News & Updates

September 30, 2019

Opposing a Trademark Application Cannot Constitute a “Groundless Threat” Under the Trade Marks Act

In the matter of The Chartered Institute of Taxation vs. Institute of Chartered Tax Advisers of India Ltd. [CS(COMM) No. 448/2019], the Delhi High Court vide its order dated August 22, 2019, dismissed The Chartered Institute of Taxation’s (hereinafter ‘CIT’) plaint seeking permanent injunction, damages and declaration for groundless threats under Section 142 of Trade Marks Act, 1999. The relief was sought against, inter alia,the Defendant’s opposition against CIT’s trademark application, allegedly filed on frivolous, misleading and concocted grounds. The Court held that the Defendant could not be injuncted from filing oppositions, as that would impede the Defendant’s access to justice.

CIT is a professional body based in the UK that offers two renowned professional taxation qualifications viz. “Advanced Diploma in International Taxation” (hereinafter ‘ADIT’) and “Chartered Tax Adviser” (hereinafter ‘CTA’). The Defendant, viz. the Institute of Chartered Tax Advisers of India Ltd. (hereinafter ‘ICTAIL’) owns registrations for the marks ‘CTA (Logo)’ and ‘CHARTERED TAX ADVISER’ in India. On the basis of these marks, ICTAIL had opposed CIT’s application for the mark ADIT in class 41.

In the opposition, ICTAIL also alleged (inter alia) that the Plaintiff’s use of the mark ADIT would amount to passing off and infringement of ICTAIL’s device mark for CTA. CIT argued that in view of the evident dissimilarity between the marks, ICTAIL’s opposition was baseless and meritless, thereby constituting a “groundless threat” under Section 142.
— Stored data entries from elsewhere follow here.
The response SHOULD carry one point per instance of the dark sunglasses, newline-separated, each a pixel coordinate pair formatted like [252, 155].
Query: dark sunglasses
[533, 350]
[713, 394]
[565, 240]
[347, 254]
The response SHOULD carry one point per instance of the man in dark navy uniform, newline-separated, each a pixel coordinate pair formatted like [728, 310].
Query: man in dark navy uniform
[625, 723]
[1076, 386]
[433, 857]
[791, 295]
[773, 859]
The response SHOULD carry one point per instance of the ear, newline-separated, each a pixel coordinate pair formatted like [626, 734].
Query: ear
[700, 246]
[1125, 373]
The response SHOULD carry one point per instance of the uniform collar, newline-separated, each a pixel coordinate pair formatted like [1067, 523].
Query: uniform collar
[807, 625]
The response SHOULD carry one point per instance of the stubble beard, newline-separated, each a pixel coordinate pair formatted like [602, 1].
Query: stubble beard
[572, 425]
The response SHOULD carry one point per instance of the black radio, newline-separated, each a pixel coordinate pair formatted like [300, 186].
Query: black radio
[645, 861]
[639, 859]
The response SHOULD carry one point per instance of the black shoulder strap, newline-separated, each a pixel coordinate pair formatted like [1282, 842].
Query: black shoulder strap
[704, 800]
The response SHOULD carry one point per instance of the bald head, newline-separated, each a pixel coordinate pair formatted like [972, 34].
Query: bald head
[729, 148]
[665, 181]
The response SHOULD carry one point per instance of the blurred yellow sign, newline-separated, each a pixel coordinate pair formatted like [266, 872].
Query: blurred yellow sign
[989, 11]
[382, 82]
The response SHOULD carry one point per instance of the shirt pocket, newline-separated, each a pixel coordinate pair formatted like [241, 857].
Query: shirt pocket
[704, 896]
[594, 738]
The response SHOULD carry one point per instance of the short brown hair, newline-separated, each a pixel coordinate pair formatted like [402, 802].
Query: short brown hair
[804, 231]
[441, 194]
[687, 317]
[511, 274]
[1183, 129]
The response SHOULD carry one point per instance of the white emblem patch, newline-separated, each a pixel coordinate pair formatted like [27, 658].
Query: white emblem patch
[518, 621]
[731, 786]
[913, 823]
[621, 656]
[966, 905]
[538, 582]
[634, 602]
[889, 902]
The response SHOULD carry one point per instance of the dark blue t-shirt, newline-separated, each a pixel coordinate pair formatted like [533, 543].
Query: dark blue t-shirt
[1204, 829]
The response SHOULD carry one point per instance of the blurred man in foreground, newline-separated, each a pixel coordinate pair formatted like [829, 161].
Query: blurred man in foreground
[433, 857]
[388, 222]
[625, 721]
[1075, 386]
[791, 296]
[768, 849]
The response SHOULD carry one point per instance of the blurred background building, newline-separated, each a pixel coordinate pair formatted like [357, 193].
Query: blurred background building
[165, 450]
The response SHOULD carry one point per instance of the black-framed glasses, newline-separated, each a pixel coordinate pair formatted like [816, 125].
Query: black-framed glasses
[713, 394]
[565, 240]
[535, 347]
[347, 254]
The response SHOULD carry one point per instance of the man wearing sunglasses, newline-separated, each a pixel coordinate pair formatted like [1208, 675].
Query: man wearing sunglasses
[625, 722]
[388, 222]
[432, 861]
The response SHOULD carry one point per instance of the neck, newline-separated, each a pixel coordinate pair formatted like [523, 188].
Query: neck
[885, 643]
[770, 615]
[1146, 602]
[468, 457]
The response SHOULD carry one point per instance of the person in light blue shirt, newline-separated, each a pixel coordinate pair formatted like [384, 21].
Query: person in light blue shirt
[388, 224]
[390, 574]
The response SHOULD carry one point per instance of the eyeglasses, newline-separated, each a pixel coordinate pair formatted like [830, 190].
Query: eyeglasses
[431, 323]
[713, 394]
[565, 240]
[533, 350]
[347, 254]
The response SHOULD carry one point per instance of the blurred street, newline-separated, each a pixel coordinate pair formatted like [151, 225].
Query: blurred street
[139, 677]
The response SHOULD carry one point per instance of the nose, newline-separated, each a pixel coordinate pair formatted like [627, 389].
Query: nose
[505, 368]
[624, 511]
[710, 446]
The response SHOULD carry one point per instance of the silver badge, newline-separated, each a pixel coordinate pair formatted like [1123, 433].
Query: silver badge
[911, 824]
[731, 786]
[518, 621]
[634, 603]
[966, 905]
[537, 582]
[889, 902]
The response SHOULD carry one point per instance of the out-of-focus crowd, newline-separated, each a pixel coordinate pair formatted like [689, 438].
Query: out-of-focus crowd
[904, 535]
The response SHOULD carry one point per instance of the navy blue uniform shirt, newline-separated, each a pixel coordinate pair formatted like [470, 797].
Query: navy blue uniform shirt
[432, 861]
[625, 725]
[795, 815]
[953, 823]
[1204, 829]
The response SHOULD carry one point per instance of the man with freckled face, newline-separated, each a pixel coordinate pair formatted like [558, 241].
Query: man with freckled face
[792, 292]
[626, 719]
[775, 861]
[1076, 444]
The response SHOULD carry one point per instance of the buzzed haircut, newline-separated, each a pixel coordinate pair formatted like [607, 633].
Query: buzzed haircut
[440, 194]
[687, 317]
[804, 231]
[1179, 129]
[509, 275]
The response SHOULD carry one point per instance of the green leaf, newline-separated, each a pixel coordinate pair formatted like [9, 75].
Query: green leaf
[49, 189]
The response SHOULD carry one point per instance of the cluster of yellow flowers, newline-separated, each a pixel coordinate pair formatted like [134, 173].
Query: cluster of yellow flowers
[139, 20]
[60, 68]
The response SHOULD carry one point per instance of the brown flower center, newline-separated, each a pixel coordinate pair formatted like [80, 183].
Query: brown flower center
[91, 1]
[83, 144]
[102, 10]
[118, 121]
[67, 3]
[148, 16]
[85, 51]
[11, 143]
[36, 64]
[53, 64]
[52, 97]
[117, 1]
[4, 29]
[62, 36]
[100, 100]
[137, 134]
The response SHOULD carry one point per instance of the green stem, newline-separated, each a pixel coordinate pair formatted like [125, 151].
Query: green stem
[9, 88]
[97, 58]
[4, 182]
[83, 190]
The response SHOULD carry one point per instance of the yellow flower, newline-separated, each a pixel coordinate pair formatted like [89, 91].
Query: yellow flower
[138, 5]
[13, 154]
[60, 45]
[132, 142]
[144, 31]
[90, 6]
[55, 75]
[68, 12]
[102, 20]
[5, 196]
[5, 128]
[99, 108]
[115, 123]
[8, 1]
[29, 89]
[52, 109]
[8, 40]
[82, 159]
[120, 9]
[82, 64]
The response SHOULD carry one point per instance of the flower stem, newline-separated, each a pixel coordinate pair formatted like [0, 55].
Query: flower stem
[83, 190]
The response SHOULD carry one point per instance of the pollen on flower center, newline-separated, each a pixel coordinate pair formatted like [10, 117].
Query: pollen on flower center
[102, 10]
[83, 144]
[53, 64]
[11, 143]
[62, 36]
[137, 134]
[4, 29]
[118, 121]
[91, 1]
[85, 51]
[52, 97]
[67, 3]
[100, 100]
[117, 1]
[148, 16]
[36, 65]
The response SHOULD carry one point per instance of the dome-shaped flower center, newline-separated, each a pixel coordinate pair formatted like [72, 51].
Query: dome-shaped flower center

The Court, while dismissing the plaint, held that “that anyone having a right that is a legally protected interest and complaining of its infringement and seeking relief through Court, must have an uninhindered, uninterrupted access to law Courts and that Courts ordinarily will not impede access to Courts”. The Court also clarified that Section 142 provides a remedy against mischievous acts by means of circulars, advertisements or otherwise, threatening a person with an action for infringement of trademarks. It was held that “…oppositions filed in statutory proceedings cannot be equated with circulars or advertisement…The intent of the legislature in drafting Section 142…appears to be, to provide remedy against a person, who without instituting legal proceedings, metes out threats of legal proceedings…The Scheme of the Section is, that adjudication of rights asserted should be through legal proceedings and not in public arena”.